But Per-Olow Anderson continued his travels to various war zones around the world. He was present during the attack on Pearl Harbor in 1941, and three years later, he was involved in the landings in Normandy in 1944. There he met Robert Capa again, whom he had gotten to know during the Spanish Civil War. When Capa was killed by a mine in Indochina in 1954, Anderson was by his side.
In the 1950s, Anderson began working in the Middle East, primarily in Egypt. He became close friends with Nasser and also came into contact with the Palestinian liberation struggle following the establishment of the state of Israel in 1948. In 1956, he was in Gaza documenting the refugees' miserable existence there. This resulted in the photo book "They are human too..." published in the USA in 1957. In Egypt, he also followed the construction of the massive Aswan Dam and the relocation of the Abu Simbel temple during the mid-1960s.

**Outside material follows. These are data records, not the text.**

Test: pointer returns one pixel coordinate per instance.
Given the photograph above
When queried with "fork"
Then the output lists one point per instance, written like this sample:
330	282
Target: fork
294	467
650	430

But Per-Olow Anderson had other strings to his bow as well. During the 1950s and 1960s, he worked as a photographer for film companies such as United Artists, Paramount Pictures, and Sandrews. He documented the making of a long series of major films, including War and Peace, Alexander the Great, and The Madness of Summer. In his extensive collection of photographs, there are unique images of actors such as Katharine Hepburn, Audrey Hepburn, Henry Fonda, Richard Burton, Sophia Loren, Humphrey Bogart, and many others.
Among the Swedish films he followed the production of are Dear John, Black Palm Crowns, The Bookseller Who Stopped Swimming, and The Minister.
Anderson passed away in 1989, but his extensive collection of images has been preserved.